By good solid pronouncements, of course, I mean sentences qualified to fix themselves in the mind, truly memorable words, declarations not destined to be lost. Veni, vidi, vici, proclaimed Caesar. Though men may not remember whither he came, nor what he saw, nor how he conquered, it is quite impossible to forget what Caesar had to say about it.

In fact, Caesar’s famous sentence on the subject is found in a work that began by a tripartite measurement of land: “All of Gaul is divided into partes tres.” In rhetoric, as in geometry, three was the number of perfection – omne trinum perfectum.

This insight came as no surprise to ancient Christians, who were familiar with a far deeper reason for preferring threefold expressions. This reason, in fact, was summed up by one of them at the end of an epistle: “The grace of our Lord Jesus Christ, and the love of God, and the communion of the Holy Spirit be with you all” (2 Corinthians 13:14).

Paul the Apostle was fond of such tripartite formulations. For example, he began his earliest extant epistle by telling the Christians at Thessaloniki of his prayers for them, “remembering without ceasing your work of faith, labor of love, and patience of hope” (1 Thessalonians 1:3).

This was Paul’s first known use of the triplet expression “faith, hope, and love.” He returned to it in the same epistle, where he wrote of “the breastplate of faith and love” and the “helmet [of] the hope of salvation” (5:8). It appears repeatedly. For instance, “For we through the Spirit eagerly wait for the hope of righteousness by faith. For in Christ Jesus neither circumcision nor uncircumcision avails anything, but faith working through love” (Galatians 5:5-6).

Again, in the progress of holiness described in Romans 5:1-5, Paul starts with “access by faith,” goes on to rejoicing “in hope,” and finishes by declaring that “hope does not disappoint, because the love of God has been poured in our hearts.” Likewise, he told the Colossians that he had “heard of your faith in Christ Jesus and of your love for all the saints; because of the hope which is laid up for you in heaven” (1:4-5). In a similar way Paul exhorted the Ephesians to bear “with one another in love,” because of the “one hope” of their calling, and “one Lord, one faith, one baptism” (4:2-4).

The most memorable instance of this formula, surely, comes in the famous text where Paul affirms, “And now abide faith, hope, and love, these three” (1 Corinthians 13:13).

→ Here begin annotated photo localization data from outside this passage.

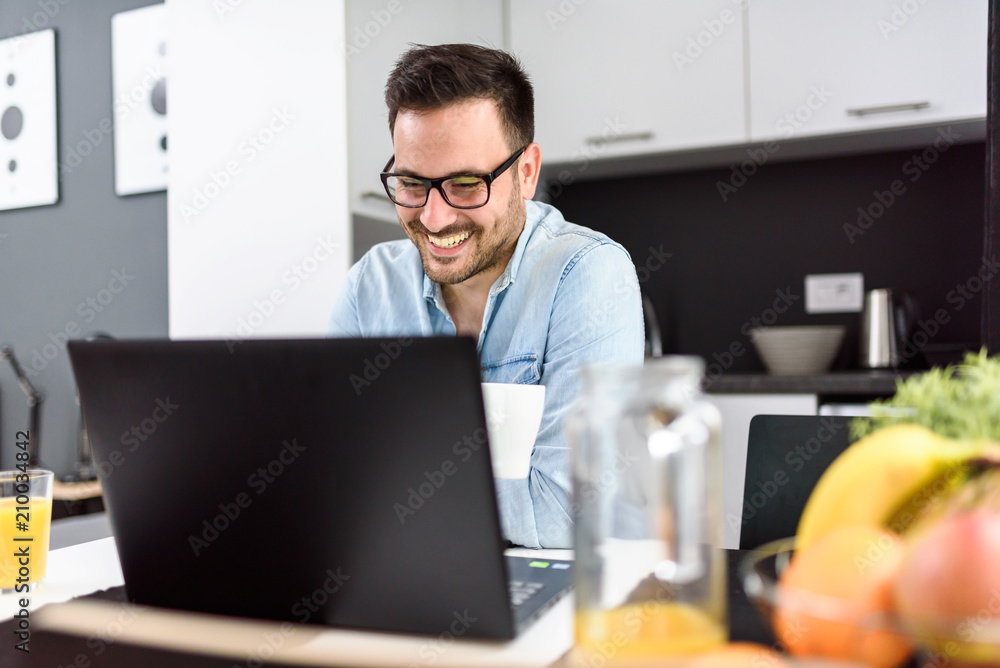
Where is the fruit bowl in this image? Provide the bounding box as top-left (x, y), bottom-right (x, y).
top-left (740, 538), bottom-right (1000, 668)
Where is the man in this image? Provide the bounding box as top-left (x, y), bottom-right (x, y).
top-left (330, 43), bottom-right (643, 548)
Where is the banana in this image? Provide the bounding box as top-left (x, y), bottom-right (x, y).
top-left (795, 423), bottom-right (989, 551)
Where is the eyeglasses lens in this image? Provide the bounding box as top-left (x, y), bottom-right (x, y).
top-left (385, 176), bottom-right (489, 208)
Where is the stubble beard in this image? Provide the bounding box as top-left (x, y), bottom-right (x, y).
top-left (403, 181), bottom-right (524, 286)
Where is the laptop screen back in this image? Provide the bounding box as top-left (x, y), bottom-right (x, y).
top-left (68, 337), bottom-right (517, 638)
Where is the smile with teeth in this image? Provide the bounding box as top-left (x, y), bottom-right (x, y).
top-left (428, 230), bottom-right (472, 249)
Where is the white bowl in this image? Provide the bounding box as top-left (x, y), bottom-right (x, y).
top-left (749, 326), bottom-right (846, 375)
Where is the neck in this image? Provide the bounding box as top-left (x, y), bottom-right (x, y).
top-left (442, 245), bottom-right (516, 337)
top-left (442, 250), bottom-right (510, 308)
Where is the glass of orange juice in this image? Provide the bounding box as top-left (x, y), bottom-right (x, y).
top-left (0, 470), bottom-right (54, 594)
top-left (566, 358), bottom-right (727, 666)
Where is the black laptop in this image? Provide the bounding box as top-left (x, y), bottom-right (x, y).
top-left (67, 337), bottom-right (571, 640)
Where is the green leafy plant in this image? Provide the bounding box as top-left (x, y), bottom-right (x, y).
top-left (850, 348), bottom-right (1000, 442)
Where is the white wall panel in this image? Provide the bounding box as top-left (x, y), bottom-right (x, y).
top-left (167, 0), bottom-right (349, 340)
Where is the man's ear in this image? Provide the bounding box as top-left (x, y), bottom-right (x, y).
top-left (517, 143), bottom-right (542, 200)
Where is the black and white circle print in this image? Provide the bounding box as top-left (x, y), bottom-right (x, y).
top-left (112, 4), bottom-right (168, 195)
top-left (0, 29), bottom-right (58, 211)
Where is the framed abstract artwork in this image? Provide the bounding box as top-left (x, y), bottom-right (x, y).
top-left (112, 3), bottom-right (167, 196)
top-left (0, 29), bottom-right (59, 211)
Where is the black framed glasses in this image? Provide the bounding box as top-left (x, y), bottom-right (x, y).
top-left (380, 147), bottom-right (526, 209)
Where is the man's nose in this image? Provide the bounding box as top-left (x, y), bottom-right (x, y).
top-left (419, 186), bottom-right (458, 232)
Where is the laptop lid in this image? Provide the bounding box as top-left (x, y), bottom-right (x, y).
top-left (68, 337), bottom-right (522, 639)
top-left (740, 414), bottom-right (852, 550)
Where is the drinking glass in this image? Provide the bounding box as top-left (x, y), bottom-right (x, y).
top-left (0, 469), bottom-right (54, 593)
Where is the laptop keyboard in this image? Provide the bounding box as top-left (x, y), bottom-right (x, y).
top-left (508, 580), bottom-right (545, 608)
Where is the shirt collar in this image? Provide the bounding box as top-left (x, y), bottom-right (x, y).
top-left (422, 200), bottom-right (543, 301)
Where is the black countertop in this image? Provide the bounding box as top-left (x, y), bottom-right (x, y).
top-left (704, 370), bottom-right (919, 396)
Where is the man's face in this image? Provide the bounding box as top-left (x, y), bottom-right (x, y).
top-left (391, 99), bottom-right (526, 286)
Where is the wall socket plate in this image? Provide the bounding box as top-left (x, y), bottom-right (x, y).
top-left (805, 273), bottom-right (864, 313)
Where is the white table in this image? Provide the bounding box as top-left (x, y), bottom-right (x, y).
top-left (1, 536), bottom-right (575, 667)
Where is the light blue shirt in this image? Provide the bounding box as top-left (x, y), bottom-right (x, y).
top-left (329, 200), bottom-right (644, 548)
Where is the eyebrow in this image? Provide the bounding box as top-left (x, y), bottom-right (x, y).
top-left (392, 166), bottom-right (488, 179)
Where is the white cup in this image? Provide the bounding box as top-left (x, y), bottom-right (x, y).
top-left (481, 382), bottom-right (546, 479)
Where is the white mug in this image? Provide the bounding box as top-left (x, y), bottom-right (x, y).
top-left (481, 383), bottom-right (546, 479)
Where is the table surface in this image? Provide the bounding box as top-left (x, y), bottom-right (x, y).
top-left (0, 531), bottom-right (773, 667)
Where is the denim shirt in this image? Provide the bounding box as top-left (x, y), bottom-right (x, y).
top-left (329, 200), bottom-right (644, 548)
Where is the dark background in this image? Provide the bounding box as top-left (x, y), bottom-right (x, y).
top-left (552, 140), bottom-right (985, 373)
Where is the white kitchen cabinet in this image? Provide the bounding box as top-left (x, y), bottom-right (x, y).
top-left (748, 1), bottom-right (987, 142)
top-left (706, 393), bottom-right (818, 550)
top-left (346, 0), bottom-right (504, 224)
top-left (507, 0), bottom-right (747, 167)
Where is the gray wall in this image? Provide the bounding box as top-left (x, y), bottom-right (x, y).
top-left (0, 0), bottom-right (167, 477)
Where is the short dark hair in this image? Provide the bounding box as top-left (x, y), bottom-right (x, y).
top-left (385, 43), bottom-right (534, 152)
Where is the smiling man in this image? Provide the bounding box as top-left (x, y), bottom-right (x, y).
top-left (329, 44), bottom-right (643, 548)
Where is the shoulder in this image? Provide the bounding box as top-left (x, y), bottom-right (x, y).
top-left (347, 239), bottom-right (422, 285)
top-left (524, 201), bottom-right (634, 276)
top-left (358, 238), bottom-right (419, 266)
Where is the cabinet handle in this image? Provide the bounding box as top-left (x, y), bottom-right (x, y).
top-left (846, 101), bottom-right (930, 117)
top-left (361, 191), bottom-right (395, 205)
top-left (584, 131), bottom-right (654, 146)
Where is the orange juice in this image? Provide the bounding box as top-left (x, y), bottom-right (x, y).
top-left (575, 602), bottom-right (726, 664)
top-left (0, 497), bottom-right (52, 590)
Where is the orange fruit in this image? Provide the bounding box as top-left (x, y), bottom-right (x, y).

It is not surprising that other Christian authors fell under the sway of this expression. One of them, for instance, wrote of the “labor of love,” of “the full assurance of hope,” and of an imitation “through faith” (Hebrews 6:10-12). Somewhat later he spoke of “the full assurance of faith,” “the confession of hope,” and the stirring up of “love and good works” (10:22-24). Variations of this formula quickly became standard throughout Christian writings (cf. Polycarp of Smyrna, To the Philippians 3.2-3; Pseudo-Barnabas, 1.4; 9.8), and it has formed the basis of many a three-point sermon.